Error
  • JUser::_load: Unable to load user with id: 79
June 01, 2010

OSE feels the heat in Greek meltdown

Written by 
  • Print
  • Email
With debts of nearly €10 billion, Hellenic Railways Organisation (OSE) has come under international scrutiny for its role in the Greek economic crisis. Keith Barrow examines how easy credit has sustained a spiral of inefficiency at OSE that looks set to end in drastic corrective measures.
 
THIS month the Greek government is expected to release a revised recovery plan detailing how it will rescue debt-ridden OSE, an organisation which traditionally has accounted for more than 0.3% of the entire Greek budget deficit.

Greece's public sector debt is reportedly nudging €300 billion. Included in this figure is around €26 billion of debt from publicly-owned bodies, equivalent to roughly 10.9% of GDP. Around 40% of these debts are owed by OSE. In the past, these bodies have been encouraged to take out bank loans guaranteed by the government, usually with a higher rate of interest than if the government had borrowed the money and then redistributed the funds as subsidy. As these obligations have been assumed by the state, they have become a key issue in the broader debt crisis, and how OSE manages its deficit is therefore coming under close international examination.

A cursory glance at OSE's finances reveals an organisation that was already in dire straits before the economic downturn hit. The company's debt trebled between 2002 and 2008 and by the end of last year total accumulated debts had reached €9.5 billion. Total turnover in 2008 was just €195.6 million, a figure dwarfed by the €428 million cost of servicing debt and a €274.2 million wage bill.
ose.jpg
Staff costs have risen quickly in recent years. Between 2003 and 2008 the total wage bill for OSE and train operating company Trainose (a subsidiary of OSE since 2005 and now an independent state-owned company) rose from €240 million to €440 million, even though the workforce fell by 2200 to 9200 employees.

As OSE's debts were effectively gold-plated with a government guarantee, banks were only too willing to lend, yet it is unclear exactly who had ultimate responsibility for the debt the railway was accumulating. Last year a commission set up by the Finance Ministry found that while the government was responsible for guaranteeing OSE's debts, the figures were not present on the government balance sheet.

In April, OSE came under the scrutiny of a joint team from the European Commission, European Central Bank, and International Monetary Fund (IMF), which is negotiating with the Greek government over what measures need to be taken in the next three years under a European Union aid package. According to the daily Kathimerini newspaper, this group of officials visited the Infrastructure Ministry for a briefing on the government's forthcoming OSE reform plan.

The draft plan is expected to consider the individual business cases of all lines except the core Athens - Thessaloniki main line and Athens suburban network, and could stipulate closure of lines where revenues have covered less than 40% of operating costs over the last three years. On large parts of the metre-gauge Peloponnese network this figure is closer to 20% (partly because more than half of the train fleet is out of service, leading to mass cancellations), while on the Thessaloniki - Kozani line it is around 30%.

Wherever the IMF has intervened in ailing economies over the last 60 years, it has tended to prescribe large-scale privatisation of state-owned companies as a prerequisite of any bail out.

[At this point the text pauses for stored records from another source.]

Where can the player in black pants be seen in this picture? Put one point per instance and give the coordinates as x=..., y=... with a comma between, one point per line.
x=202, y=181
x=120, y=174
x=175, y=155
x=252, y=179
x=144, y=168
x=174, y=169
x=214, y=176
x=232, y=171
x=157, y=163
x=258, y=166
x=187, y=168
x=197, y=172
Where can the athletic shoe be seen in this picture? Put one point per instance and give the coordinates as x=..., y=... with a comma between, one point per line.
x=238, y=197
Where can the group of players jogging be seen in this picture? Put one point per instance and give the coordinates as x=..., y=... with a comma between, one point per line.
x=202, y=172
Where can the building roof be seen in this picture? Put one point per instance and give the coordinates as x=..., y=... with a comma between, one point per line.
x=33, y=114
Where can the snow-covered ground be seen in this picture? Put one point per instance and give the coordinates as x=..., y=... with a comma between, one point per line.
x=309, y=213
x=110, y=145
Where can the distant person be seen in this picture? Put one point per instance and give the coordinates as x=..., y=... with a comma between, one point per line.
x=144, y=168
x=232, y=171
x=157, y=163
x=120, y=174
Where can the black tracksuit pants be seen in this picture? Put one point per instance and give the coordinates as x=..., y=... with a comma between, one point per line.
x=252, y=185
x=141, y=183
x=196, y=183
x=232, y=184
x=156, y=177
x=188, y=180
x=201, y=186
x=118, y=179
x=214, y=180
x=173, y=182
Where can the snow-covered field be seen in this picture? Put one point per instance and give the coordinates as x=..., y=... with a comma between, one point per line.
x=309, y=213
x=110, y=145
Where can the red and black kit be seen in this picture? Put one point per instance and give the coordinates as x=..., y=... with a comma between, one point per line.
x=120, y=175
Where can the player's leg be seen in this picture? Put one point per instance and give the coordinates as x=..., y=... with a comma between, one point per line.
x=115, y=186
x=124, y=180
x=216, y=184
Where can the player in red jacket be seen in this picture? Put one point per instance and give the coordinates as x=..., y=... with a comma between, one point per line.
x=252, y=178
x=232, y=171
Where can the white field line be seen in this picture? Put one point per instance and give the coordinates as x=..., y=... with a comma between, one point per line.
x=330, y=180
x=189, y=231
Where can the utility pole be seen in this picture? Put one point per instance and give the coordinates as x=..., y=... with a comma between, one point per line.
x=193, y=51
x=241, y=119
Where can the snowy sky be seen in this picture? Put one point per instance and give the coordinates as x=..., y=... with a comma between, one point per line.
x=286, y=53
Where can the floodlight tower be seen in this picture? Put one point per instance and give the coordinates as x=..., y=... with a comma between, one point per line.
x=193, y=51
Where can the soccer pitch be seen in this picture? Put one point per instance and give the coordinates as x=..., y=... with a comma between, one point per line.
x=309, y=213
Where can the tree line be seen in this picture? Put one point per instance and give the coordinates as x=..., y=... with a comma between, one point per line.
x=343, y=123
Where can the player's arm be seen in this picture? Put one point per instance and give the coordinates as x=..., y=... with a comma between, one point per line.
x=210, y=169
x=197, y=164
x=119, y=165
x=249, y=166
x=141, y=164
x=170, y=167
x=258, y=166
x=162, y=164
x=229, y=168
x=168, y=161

Greece looks set to follow a similar path and the government has already set out a privatisation programme which it hopes will raise €2.5 billion this year alone.

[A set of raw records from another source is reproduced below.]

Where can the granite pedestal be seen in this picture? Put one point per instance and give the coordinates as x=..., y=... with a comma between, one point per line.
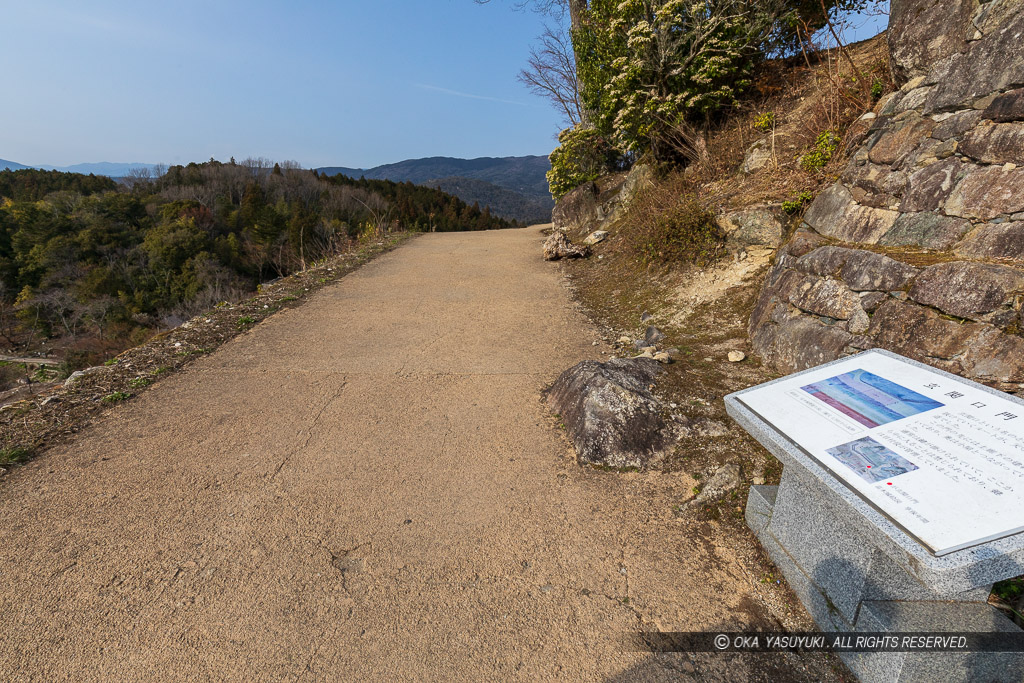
x=855, y=570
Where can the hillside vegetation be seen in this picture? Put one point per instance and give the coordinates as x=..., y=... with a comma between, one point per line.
x=513, y=187
x=88, y=267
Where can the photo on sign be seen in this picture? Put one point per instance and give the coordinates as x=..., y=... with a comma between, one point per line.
x=871, y=461
x=869, y=399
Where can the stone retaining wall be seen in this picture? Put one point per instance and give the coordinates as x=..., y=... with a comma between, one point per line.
x=919, y=247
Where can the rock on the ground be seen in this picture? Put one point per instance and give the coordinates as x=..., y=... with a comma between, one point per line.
x=652, y=335
x=558, y=246
x=578, y=209
x=610, y=414
x=725, y=479
x=757, y=156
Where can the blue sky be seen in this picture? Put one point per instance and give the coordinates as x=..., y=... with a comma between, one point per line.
x=343, y=82
x=340, y=82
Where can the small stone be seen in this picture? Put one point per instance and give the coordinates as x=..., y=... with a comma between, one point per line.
x=653, y=335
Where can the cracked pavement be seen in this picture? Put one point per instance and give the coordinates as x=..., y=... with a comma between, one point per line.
x=364, y=487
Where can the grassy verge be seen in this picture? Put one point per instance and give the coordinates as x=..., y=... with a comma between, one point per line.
x=30, y=426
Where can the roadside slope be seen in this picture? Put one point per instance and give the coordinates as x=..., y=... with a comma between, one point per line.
x=367, y=486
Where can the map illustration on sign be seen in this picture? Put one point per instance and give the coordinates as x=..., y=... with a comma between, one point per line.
x=869, y=399
x=870, y=460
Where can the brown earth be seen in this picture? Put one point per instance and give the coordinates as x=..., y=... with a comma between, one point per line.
x=369, y=487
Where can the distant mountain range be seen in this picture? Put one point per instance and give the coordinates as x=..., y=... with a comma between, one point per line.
x=114, y=170
x=511, y=186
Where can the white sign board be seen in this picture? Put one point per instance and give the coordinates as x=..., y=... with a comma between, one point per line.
x=941, y=458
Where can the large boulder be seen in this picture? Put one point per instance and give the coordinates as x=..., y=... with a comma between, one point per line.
x=619, y=200
x=610, y=414
x=922, y=32
x=558, y=246
x=577, y=211
x=894, y=254
x=757, y=225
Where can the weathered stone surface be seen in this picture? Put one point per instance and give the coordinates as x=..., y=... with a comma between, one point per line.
x=578, y=209
x=860, y=270
x=826, y=297
x=911, y=98
x=994, y=241
x=610, y=414
x=1008, y=107
x=923, y=31
x=894, y=145
x=828, y=204
x=652, y=335
x=756, y=225
x=725, y=479
x=929, y=187
x=873, y=185
x=835, y=214
x=79, y=374
x=558, y=246
x=804, y=242
x=799, y=342
x=866, y=271
x=969, y=290
x=988, y=193
x=995, y=62
x=825, y=261
x=757, y=157
x=997, y=143
x=930, y=230
x=974, y=350
x=955, y=125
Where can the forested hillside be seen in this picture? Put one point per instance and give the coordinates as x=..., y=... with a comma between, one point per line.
x=90, y=266
x=502, y=202
x=525, y=197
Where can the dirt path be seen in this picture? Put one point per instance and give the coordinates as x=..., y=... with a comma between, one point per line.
x=364, y=487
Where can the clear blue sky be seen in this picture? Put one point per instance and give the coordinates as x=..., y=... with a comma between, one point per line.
x=330, y=82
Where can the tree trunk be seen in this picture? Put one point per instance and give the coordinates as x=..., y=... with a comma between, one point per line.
x=577, y=8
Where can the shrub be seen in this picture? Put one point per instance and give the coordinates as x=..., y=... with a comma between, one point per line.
x=797, y=203
x=583, y=155
x=824, y=146
x=684, y=232
x=878, y=87
x=765, y=122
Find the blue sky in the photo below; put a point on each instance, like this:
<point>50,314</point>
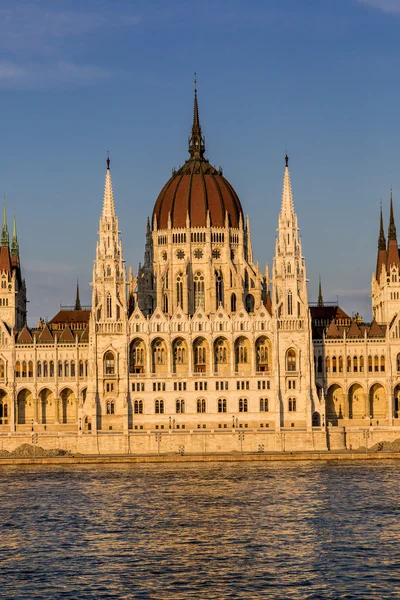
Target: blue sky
<point>316,78</point>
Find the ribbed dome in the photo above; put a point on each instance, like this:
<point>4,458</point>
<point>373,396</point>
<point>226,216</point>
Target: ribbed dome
<point>195,189</point>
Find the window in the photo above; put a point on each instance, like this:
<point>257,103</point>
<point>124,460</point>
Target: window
<point>291,360</point>
<point>201,405</point>
<point>109,363</point>
<point>138,407</point>
<point>110,407</point>
<point>180,406</point>
<point>243,405</point>
<point>159,407</point>
<point>109,306</point>
<point>222,405</point>
<point>198,290</point>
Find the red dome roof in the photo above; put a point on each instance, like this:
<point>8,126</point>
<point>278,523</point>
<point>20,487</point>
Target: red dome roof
<point>197,188</point>
<point>192,191</point>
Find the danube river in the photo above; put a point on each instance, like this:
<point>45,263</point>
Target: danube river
<point>270,530</point>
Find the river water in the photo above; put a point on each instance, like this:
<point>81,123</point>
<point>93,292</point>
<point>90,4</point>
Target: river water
<point>270,530</point>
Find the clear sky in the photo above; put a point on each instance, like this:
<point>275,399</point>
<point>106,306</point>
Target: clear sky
<point>316,78</point>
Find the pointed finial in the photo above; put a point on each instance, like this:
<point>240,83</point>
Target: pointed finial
<point>77,300</point>
<point>14,243</point>
<point>320,298</point>
<point>5,240</point>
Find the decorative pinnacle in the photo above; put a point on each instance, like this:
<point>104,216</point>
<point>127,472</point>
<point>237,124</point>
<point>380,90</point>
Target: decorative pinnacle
<point>5,240</point>
<point>392,226</point>
<point>14,243</point>
<point>196,142</point>
<point>77,301</point>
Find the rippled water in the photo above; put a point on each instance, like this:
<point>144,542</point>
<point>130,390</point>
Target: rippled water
<point>306,530</point>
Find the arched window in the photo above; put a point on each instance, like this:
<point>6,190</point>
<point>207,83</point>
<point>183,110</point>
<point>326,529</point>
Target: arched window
<point>250,303</point>
<point>290,303</point>
<point>243,405</point>
<point>222,405</point>
<point>233,302</point>
<point>109,363</point>
<point>180,406</point>
<point>291,360</point>
<point>219,289</point>
<point>109,306</point>
<point>198,290</point>
<point>179,291</point>
<point>110,407</point>
<point>201,405</point>
<point>138,407</point>
<point>159,407</point>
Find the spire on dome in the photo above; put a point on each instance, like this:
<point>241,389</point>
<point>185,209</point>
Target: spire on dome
<point>320,298</point>
<point>108,202</point>
<point>382,256</point>
<point>197,145</point>
<point>14,243</point>
<point>78,305</point>
<point>5,240</point>
<point>287,197</point>
<point>392,249</point>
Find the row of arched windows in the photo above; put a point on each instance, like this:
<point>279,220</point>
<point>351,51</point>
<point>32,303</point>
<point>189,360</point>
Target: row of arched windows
<point>47,368</point>
<point>201,406</point>
<point>353,364</point>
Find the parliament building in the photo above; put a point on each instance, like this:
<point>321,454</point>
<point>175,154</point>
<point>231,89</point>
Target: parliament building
<point>199,339</point>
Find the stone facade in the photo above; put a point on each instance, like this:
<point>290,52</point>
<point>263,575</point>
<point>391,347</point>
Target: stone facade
<point>200,344</point>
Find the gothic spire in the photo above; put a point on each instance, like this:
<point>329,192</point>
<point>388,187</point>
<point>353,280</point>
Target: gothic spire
<point>77,301</point>
<point>392,250</point>
<point>287,197</point>
<point>320,298</point>
<point>196,142</point>
<point>381,258</point>
<point>5,240</point>
<point>108,202</point>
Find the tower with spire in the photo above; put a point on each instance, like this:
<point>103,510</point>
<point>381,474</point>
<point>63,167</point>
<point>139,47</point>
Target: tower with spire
<point>386,279</point>
<point>109,313</point>
<point>12,285</point>
<point>297,395</point>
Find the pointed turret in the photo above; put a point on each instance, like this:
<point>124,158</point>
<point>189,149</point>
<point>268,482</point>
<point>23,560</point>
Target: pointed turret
<point>14,243</point>
<point>197,145</point>
<point>108,203</point>
<point>320,298</point>
<point>287,209</point>
<point>78,305</point>
<point>5,240</point>
<point>382,255</point>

One company on the shortlist is Trainose, 49% of which will be sold to a strategic partner with the government remaining the majority shareholder. Trainose's accounts were separated from OSE in 2007, when it was freed from any debt obligations, but last year it made a loss of around €250 million. The Transport Ministry installed a new CEO at Trainose in February and the company is planning to restructure its operations with the aim of becoming profitable. It is also likely to take over train maintenance from OSE.

Other parts of OSE could be hived off under the government's reform plan, but even in the most optimistic scenario, the sale of subsidiaries is unlikely to have a significant impact on OSE's vast debts. Opportunities to tackle the deficit through asset sales may also be limited. The railway estimates its fixed asset value to be around €12.6 billion, but most of this is accounted for by core infrastructure.

A reform plan that proposes privatisation and cutbacks is likely to be met with a hostile response from unions which are already venting their fury at the Greek government over the dire economic situation. The country's railways ground to a halt as part of a general strike on May 5 and again on May 20. Further stoppages are expected as more details of the government's austerity plan emerge.

A succession of ministers has vowed to tackle the chronic inefficiency of the railway (IRJ September 2008 p10), but behind the rhetoric the problems continued to mushroom into a fully-fledged crisis that now appears well beyond the grasp of both the government and OSE management. Lenders that were once so keen to cash in on the company's appetite for debt have long since fled, and with its principal lines of finance severed, OSE's plans to invest €9.3 billion between 2008 and 2017 have faded into the stark reality that the network could shrink in the ruthless austerity drive Greece now faces.